I am not saying that this is not highly concerning – it is. But we need to be careful of all kinds of things here. First of all, the Fast Company report is pure corporate PR, and the dreams of the CEO of Rainmakers, Jeff Carter (basically, world domination and ‘the end of fraud’ – ha ha ha, as if…) are the same kind of macho bulltoffee that one would expect from any thrusting executive in a newish company in a highly competitive marketplace. Secondly, there’s a whole lot of space here for both technological failure and resistance. The current government Leon may well find that the adverse publicity from this will lose rather than gain them votes and that in itself could see the end of the scheme, or its being limited to Phase I. In addition, without this being part of wider national networks, there may in the end be little real incentive for anyone to enrol voluntarily in this. Why would banks in Leon require this form of identification but not those in Mexico City or Toluca for example? Will the city authorities force everyone who use public transport to undergo an iris scan (which would make the ‘voluntary’ enrolment a sham)? This could all end being as insignificant as the Mexican companies offering RFID implants as a supposed antidote to kidnapping, it could be the start of a seismic shift in the nature of urban space, or it could be a messy mixture.

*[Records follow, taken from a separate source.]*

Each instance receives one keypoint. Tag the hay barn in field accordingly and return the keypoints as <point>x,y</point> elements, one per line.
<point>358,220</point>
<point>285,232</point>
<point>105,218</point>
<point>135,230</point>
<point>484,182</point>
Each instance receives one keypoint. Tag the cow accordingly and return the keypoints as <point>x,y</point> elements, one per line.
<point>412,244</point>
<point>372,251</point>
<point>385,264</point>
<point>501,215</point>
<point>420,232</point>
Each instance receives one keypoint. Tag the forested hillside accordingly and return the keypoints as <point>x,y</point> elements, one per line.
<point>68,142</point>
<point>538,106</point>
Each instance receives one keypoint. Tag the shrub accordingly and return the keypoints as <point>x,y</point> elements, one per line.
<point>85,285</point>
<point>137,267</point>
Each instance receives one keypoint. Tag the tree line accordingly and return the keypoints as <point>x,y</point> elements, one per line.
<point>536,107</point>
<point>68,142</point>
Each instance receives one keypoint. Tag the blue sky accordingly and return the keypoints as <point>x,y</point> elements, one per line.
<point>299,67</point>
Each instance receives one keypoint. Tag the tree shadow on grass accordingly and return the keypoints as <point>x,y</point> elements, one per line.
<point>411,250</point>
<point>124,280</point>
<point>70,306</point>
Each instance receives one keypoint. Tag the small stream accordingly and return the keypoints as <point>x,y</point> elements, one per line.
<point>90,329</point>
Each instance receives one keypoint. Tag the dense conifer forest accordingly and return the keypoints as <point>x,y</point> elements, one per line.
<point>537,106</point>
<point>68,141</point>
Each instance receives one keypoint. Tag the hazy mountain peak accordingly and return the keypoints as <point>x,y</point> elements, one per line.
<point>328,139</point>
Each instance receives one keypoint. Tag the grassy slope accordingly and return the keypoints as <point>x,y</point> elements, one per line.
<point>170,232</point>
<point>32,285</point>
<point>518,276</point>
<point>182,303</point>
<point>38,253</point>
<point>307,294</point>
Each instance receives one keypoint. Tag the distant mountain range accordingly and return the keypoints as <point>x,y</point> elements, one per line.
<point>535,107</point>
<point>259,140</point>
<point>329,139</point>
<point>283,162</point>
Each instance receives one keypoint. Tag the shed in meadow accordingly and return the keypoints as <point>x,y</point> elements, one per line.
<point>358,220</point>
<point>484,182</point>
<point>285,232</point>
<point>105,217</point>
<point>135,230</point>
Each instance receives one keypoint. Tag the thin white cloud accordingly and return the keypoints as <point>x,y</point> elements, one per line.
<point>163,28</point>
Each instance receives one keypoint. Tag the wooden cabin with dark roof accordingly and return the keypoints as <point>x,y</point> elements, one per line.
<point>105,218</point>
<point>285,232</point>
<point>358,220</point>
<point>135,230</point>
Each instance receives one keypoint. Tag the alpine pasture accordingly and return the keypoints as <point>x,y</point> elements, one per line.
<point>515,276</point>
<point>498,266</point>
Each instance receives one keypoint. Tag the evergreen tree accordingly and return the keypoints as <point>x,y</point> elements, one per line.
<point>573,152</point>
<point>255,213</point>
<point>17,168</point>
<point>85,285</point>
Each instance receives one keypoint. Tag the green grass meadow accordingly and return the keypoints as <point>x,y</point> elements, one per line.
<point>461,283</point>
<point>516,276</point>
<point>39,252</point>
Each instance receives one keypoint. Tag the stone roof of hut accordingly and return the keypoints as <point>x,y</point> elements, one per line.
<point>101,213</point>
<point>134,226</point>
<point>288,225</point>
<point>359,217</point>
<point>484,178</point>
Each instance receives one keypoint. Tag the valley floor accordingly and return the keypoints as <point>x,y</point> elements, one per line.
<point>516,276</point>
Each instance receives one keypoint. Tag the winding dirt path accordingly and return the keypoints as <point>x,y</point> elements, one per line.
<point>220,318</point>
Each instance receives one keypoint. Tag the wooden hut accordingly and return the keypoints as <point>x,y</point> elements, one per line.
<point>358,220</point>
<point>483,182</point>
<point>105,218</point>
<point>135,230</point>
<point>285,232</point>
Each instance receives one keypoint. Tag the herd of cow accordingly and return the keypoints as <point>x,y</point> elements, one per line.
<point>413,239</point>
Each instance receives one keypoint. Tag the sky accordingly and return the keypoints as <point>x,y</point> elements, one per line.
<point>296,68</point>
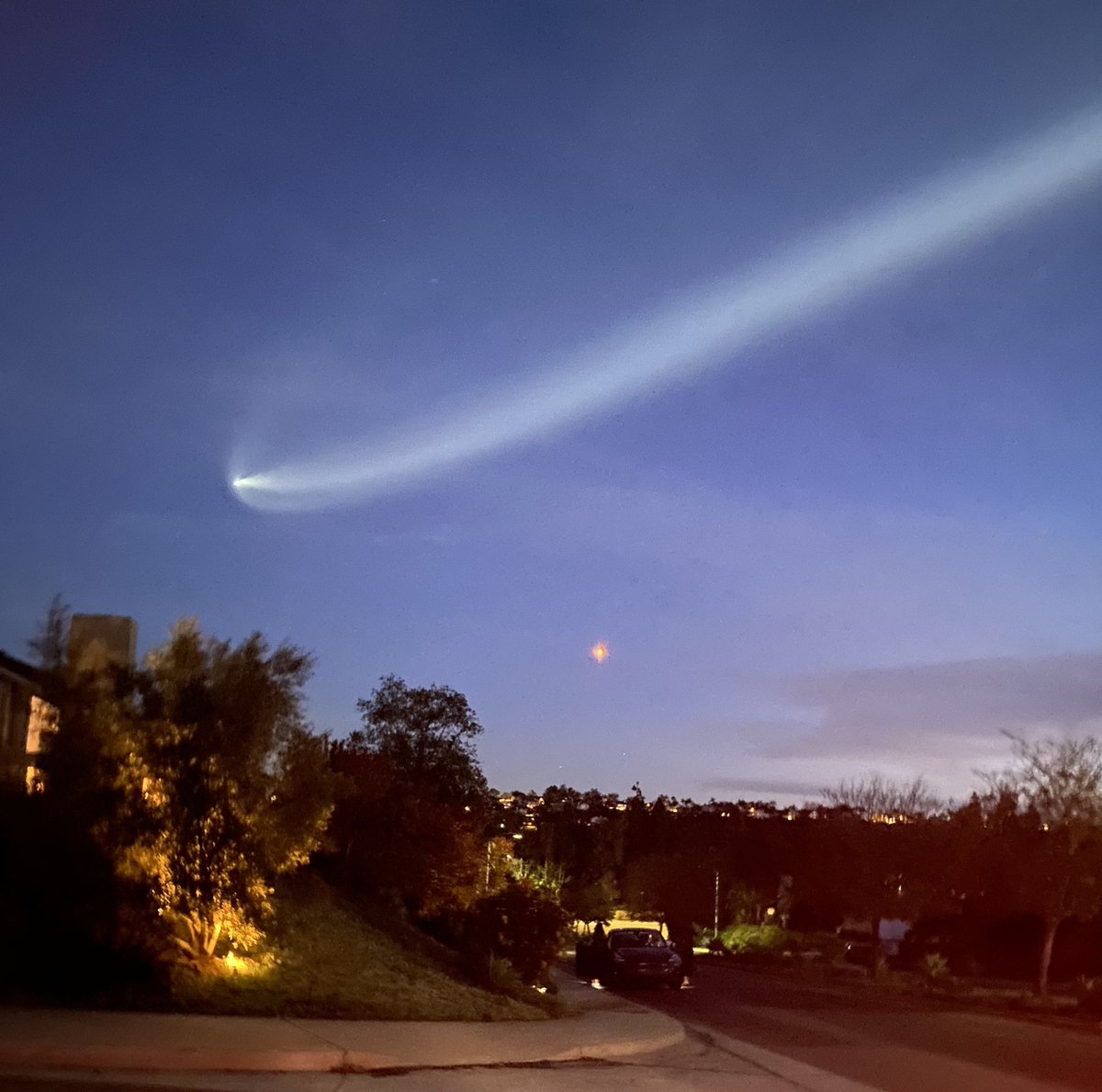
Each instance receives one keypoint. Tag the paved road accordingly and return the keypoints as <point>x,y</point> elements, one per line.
<point>692,1065</point>
<point>901,1048</point>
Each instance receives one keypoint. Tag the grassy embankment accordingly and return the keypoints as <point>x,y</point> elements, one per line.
<point>325,960</point>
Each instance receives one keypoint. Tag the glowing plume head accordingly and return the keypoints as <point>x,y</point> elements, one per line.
<point>711,326</point>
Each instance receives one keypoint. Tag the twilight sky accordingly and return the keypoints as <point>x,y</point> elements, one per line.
<point>241,236</point>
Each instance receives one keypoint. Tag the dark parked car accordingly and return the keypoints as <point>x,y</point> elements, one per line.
<point>639,957</point>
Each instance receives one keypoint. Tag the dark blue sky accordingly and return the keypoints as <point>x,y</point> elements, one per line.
<point>280,228</point>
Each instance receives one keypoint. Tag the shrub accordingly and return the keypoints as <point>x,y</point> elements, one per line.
<point>935,968</point>
<point>521,924</point>
<point>755,940</point>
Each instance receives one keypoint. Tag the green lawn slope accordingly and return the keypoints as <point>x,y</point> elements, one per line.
<point>325,960</point>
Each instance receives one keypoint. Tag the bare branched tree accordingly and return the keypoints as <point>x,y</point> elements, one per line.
<point>876,795</point>
<point>1053,790</point>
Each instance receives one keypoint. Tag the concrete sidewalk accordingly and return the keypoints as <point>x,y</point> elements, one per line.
<point>605,1027</point>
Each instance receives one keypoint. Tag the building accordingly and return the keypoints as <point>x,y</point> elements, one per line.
<point>96,641</point>
<point>102,640</point>
<point>23,716</point>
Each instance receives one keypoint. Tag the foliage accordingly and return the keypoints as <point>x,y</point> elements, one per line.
<point>425,737</point>
<point>219,784</point>
<point>522,924</point>
<point>323,959</point>
<point>1037,834</point>
<point>548,877</point>
<point>391,836</point>
<point>879,799</point>
<point>935,968</point>
<point>880,853</point>
<point>590,902</point>
<point>755,940</point>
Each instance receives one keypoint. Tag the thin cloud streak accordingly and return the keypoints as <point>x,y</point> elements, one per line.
<point>693,335</point>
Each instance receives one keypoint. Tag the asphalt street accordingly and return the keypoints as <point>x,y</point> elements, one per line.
<point>894,1046</point>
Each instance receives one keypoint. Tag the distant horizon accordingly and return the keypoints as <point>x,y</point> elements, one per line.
<point>760,351</point>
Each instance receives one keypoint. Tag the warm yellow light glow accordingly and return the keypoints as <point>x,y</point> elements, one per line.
<point>235,963</point>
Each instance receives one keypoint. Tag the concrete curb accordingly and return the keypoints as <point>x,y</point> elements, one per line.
<point>163,1042</point>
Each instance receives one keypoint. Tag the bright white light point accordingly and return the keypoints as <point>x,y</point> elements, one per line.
<point>714,326</point>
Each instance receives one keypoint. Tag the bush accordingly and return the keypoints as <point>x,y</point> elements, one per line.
<point>756,940</point>
<point>935,968</point>
<point>523,925</point>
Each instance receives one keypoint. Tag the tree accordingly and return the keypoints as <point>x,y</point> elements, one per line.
<point>1044,820</point>
<point>414,820</point>
<point>876,854</point>
<point>427,737</point>
<point>219,786</point>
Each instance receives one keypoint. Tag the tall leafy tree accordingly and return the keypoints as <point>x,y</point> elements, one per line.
<point>414,820</point>
<point>427,737</point>
<point>220,787</point>
<point>876,854</point>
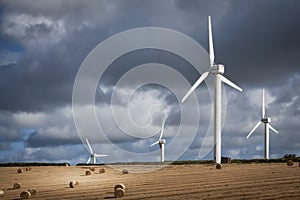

I hope my colleagues in Mexico are paying attention though – and I will try to keep updated on what’s really going on beyond the corporate PR.

Author: David

I'm David Murakami Wood. I live on Wolfe Island, in Ontario, and am Canada Research Chair (Tier II) in Surveillance Studies and an Associate Professor at Queen's University, Kingston.

3 thoughts on “City of Leon to install mass public iris-scanning”

  1. There’s some great points in your blog. This looks increasingly like a minor experimental / or even purely PR link-up between an ambitious young company and a suitably gullible or equally ambitious Mayor or local authority.